Von Lena
Im tiefem Wasser fühle ich mich geborgen. Diese kühle, feuchte und weiche Hülle. Sanft glitzernd erwecken die Reflektionen und Refraktionen, auch Beugungen, Vorfreude auf Licht und Wärme. Die matten Schatten lassen auf eine Überquerung und nicht allzu große Behausungen schließen. Und dazwischen?
Auch ich möchte mich spiegeln und beugen. Das dazwischen füllen und auftauchen in das Leben.
Noch nie zuvor war ich hier.
Höre Möwen graick graick und ein Rararaschscheln. Rieche Algen, Waschmittel und auch etwas Modriges. Erinnerungen kommen hoch an die Bretagne. Oft gemeinsam mit meiner Familie bereist, da meine Mama, nein sie wird nie eine Mutter sein, das Meer liebt und mein Papa schlicht Fan ist. Fan von Frankreich, mit seinen widerständigen Menschen und ihrem gourmetgleichen Essen. Ganz besonders Austern. Glitschig frisch glänzend. Zitronig und pfeffrig in einen Mund gleitend. Meinen Mund.

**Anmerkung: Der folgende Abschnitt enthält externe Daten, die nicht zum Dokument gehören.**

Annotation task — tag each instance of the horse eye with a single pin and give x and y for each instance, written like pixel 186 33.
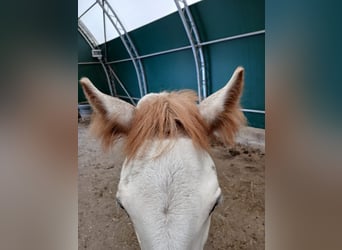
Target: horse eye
pixel 119 203
pixel 218 200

Klettere auf bemuschelte Felsen. Kratzend, beschäftigen sie mich mühsam. Fast zurück ins Wasser rutschend, lässt mir mein Spekulieren keine Ruhe. Könnte mich auch in Leith, Marseille oder Amsterdam befinden. Oder? Anstatt overthinking noch mehr Raum zu geben, ziehen meine Arme meinen Körper kraftvoll und neugierig hoch.

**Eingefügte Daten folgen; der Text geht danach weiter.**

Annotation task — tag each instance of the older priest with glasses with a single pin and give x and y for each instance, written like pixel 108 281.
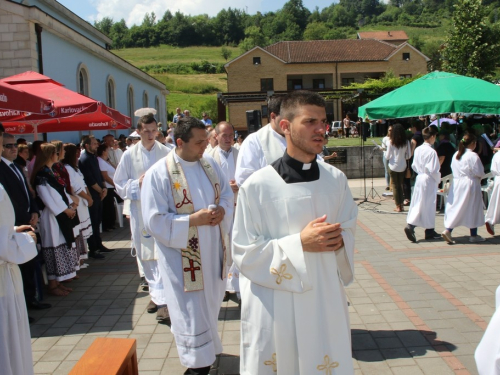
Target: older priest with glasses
pixel 187 206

Eine Ufermauer. Es ist diese Andeutung von Hafen, die mich ankommen lässt. Die Luft ist wärmer als gedacht, klar und fühlt sich ungewohnt an. Ich öffne mich. Ich erhebe mich. Bin ergriffen von scheinbar soften Strukturen. So versuche ich mich auf sie einzulassen und zunächst ihre Massen und Muster in Gedanken zu erforschen.
Symbiosen von Brandwänden, Bäumen und Wolken. Wie sie sich in ihrer fast heimlichen Raumnahme einig sind, gefällt mir. Ich gebe ihnen ein like und möchte ihre Pflanzlichkeit und Materialitäten berühren. Ihre Rauigkeit und Texturen spüren. Würden meine Finger eintauchen oder abgestoßen werden?

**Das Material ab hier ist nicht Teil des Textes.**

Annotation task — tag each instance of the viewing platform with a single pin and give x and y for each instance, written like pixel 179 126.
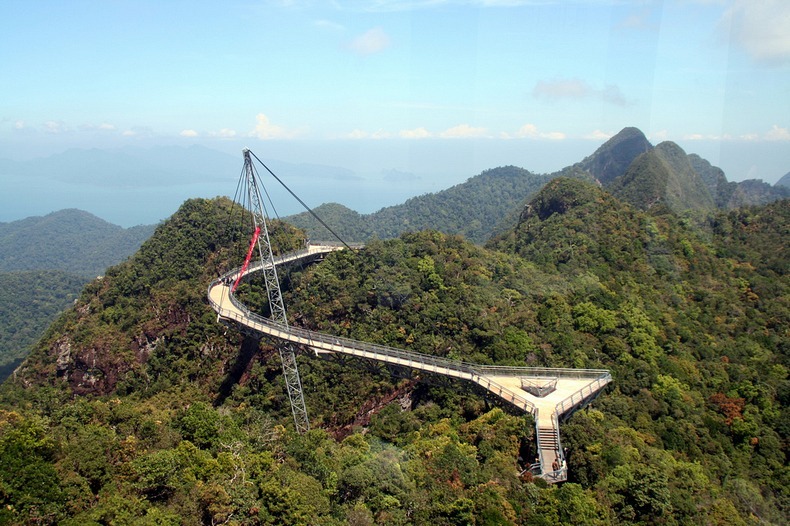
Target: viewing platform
pixel 550 395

Ich taste meine langsam trocknende Haut. Zumeist zart, hin und wieder knubbelig mit kleinen festen Hindernissen. Vermeintlich stabiler als Wolken, flexibler als Brandwände und weicher als das Laub der Bäume. Würden sie doch wie diese sanfte Seebrise, die Haare meines Körpers berührend, mir entgegen kommen. Ohne drängen akzeptiere ich ihre Distanz. Das Stoffliche aus dem Fenster hängende, sich die Wand aneignende. Das eine straff und opak, dass andere gedehnt, in Bewegung. Es schmeichelt. Es tänzelt. Es läd mich ein und mein Körper nimmt schüchtern an. Schwingt mit der Hüfte. Sie wird zu meiner Hüfte. Spüre die Anspannungen und Entspannungen meiner Muskeln. Ich schwitze. Konzentriere mich auf die leise Musik, die kaum hörbar aus dem offenen Fenster dringt. Meine Ohren genießen die Impulse. Entgegen meiner Vorurteile ist sie alles andere als altbacken. Lockere meine Haare, um ihre Bewegungen auch mit ihnen zu imitieren und in Fluss zu kommen. Mein Atem wird ausgeglichen.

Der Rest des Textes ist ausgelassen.